UKIYO-E TRADITION TODAY

There is rightly, an air of mystery pervading the woodcut prints by the Japanese artist Akira Kurosaki of China contrasting with his more geometric work of several years ago (see Hemisphere cover, October 1977).

On these two pages present five of his views of China.  They are done in the ancient kayo-e tradition: from wood blocks cut by the master himself, printed by professional printers as were Japanese woodcuts from their inception.  Kurosaki makes his own rice paper, grinds his own pigments-a procedure that has been going on for centuries in Japan, for there has always been a close collaboration between the master and the printer in producing these works that profoundly influence the art of the west from the time it was ‘discovered’ towards the end of the last century.

Kurosaki has been described by the Canadian expert, Father Gaston Petit, in this way: ‘Never deviating from traditional methods for making his prints, Kurosaki stands alone in grandeur among works which provide unequaled portrayals of depth and mystery.’

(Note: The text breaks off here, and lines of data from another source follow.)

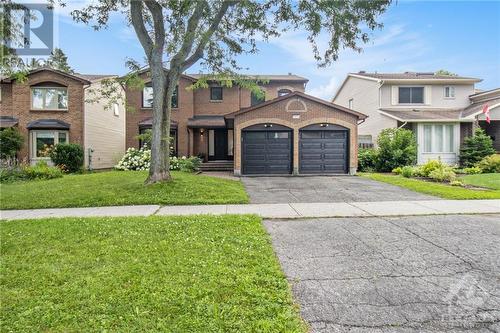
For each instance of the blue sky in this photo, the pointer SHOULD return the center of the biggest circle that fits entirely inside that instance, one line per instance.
(463, 37)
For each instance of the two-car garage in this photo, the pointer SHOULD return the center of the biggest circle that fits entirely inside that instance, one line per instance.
(268, 149)
(296, 134)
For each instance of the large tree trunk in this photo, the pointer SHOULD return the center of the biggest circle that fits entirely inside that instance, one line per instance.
(159, 168)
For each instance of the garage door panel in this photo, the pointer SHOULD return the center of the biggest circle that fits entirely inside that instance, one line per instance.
(267, 152)
(323, 151)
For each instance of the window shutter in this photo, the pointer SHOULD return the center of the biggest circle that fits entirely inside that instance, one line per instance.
(394, 95)
(428, 95)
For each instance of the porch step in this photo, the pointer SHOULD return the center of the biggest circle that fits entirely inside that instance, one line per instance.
(217, 166)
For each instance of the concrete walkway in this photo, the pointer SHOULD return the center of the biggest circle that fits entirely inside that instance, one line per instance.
(285, 210)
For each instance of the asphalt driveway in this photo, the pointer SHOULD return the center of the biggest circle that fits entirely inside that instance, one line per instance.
(324, 189)
(411, 274)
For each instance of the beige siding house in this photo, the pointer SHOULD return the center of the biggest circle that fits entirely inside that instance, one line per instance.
(435, 107)
(104, 129)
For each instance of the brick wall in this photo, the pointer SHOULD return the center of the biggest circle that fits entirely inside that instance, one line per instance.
(315, 113)
(18, 104)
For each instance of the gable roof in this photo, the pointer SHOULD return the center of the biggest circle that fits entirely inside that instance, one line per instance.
(76, 77)
(297, 94)
(412, 76)
(284, 78)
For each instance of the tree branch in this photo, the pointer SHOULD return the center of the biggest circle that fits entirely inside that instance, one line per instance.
(157, 12)
(139, 27)
(198, 53)
(190, 34)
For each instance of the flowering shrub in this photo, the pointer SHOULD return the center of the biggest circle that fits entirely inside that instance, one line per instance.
(135, 159)
(140, 159)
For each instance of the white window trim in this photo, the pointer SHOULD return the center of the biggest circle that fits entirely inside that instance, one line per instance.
(411, 86)
(47, 87)
(452, 88)
(32, 143)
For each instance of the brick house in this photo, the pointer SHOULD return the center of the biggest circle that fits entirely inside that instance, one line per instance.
(51, 107)
(212, 123)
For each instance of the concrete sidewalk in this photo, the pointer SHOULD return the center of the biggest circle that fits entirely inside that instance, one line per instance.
(288, 210)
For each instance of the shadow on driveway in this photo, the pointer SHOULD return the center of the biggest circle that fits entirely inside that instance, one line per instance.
(411, 274)
(325, 189)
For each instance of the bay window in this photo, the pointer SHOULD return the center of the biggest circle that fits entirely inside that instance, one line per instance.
(439, 138)
(43, 141)
(49, 98)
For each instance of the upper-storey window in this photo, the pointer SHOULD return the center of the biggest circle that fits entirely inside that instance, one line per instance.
(449, 92)
(255, 99)
(216, 93)
(147, 97)
(283, 92)
(411, 95)
(49, 98)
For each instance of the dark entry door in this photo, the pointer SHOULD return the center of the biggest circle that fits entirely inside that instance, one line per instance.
(323, 151)
(267, 152)
(220, 140)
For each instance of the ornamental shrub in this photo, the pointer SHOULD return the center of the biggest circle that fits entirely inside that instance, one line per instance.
(475, 148)
(444, 174)
(407, 171)
(429, 166)
(367, 159)
(490, 164)
(472, 171)
(11, 141)
(135, 159)
(397, 148)
(68, 157)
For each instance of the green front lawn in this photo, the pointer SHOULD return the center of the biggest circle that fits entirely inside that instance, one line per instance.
(432, 188)
(155, 274)
(117, 188)
(488, 180)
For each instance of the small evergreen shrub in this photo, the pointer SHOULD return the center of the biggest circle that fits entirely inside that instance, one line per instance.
(475, 148)
(397, 147)
(431, 165)
(445, 174)
(397, 170)
(407, 171)
(11, 141)
(186, 164)
(135, 159)
(472, 171)
(68, 157)
(490, 164)
(367, 159)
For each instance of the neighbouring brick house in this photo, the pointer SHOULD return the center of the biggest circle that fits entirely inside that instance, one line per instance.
(288, 132)
(50, 107)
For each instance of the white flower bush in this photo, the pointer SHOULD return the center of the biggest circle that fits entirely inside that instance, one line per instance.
(135, 159)
(140, 159)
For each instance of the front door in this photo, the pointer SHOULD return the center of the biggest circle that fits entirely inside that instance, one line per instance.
(219, 148)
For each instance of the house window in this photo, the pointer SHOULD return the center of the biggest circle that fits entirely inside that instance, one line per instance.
(283, 92)
(411, 95)
(439, 138)
(48, 98)
(254, 99)
(449, 92)
(216, 93)
(42, 142)
(147, 97)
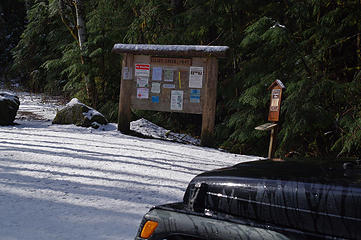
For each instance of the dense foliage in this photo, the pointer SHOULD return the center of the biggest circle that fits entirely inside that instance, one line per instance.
(312, 46)
(12, 15)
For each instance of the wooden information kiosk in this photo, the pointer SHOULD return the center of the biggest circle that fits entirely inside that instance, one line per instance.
(169, 78)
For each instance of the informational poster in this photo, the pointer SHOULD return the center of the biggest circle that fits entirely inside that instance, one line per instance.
(155, 99)
(157, 74)
(155, 87)
(176, 100)
(195, 96)
(142, 70)
(195, 77)
(168, 85)
(142, 93)
(142, 82)
(275, 100)
(168, 74)
(127, 73)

Kurosaki, born in 1937, graduated from Kyoto Technical University, where he is now professor of design.  His works are not only in many museums and art galleries in his native Japan, but he is represented in the Uffizi, Florence, including the Museum of Modern Art in New York, in Poland, in East Germany, Chile, Sweden, in the Victoria and Albert Museum in London and in the Art Gallery of New South Wales.Kurosaki’s vision of China is redolent of the air of ancient mystery that surrounds that country.  His print of the Temple of heaven, showing only its base, leaves one imagine the exquisite architectural proportions of the building itself; the Imperial palace is what one would call in the old English sense, a ‘conceit’: the plan of the palace in gold on a black lacquer cabinet; the economy of line in The Great Wall, and its carefully-chosen colors suggest the near-infinity of this awe-inspiring construction, ranging solidly along the mountain peaks.  Beautiful Kweilin is the title of a striking picture of those pillar-like mountains that many Chinese painters have done and which you never believed could exist until you have seen them; geologists call their formation ‘Tower Karts’-made of a very pure limestone.  Their formation is due to a geologically rapid solution of that pure limestone, aided by an acid content of the air due to rich vegetation; they stand so proudly because they are, in geologists’ teams, ‘well joined mechanically.’  Their strange and arresting beauty is reminiscent of Stonehenge, and Kurosaki has captured this.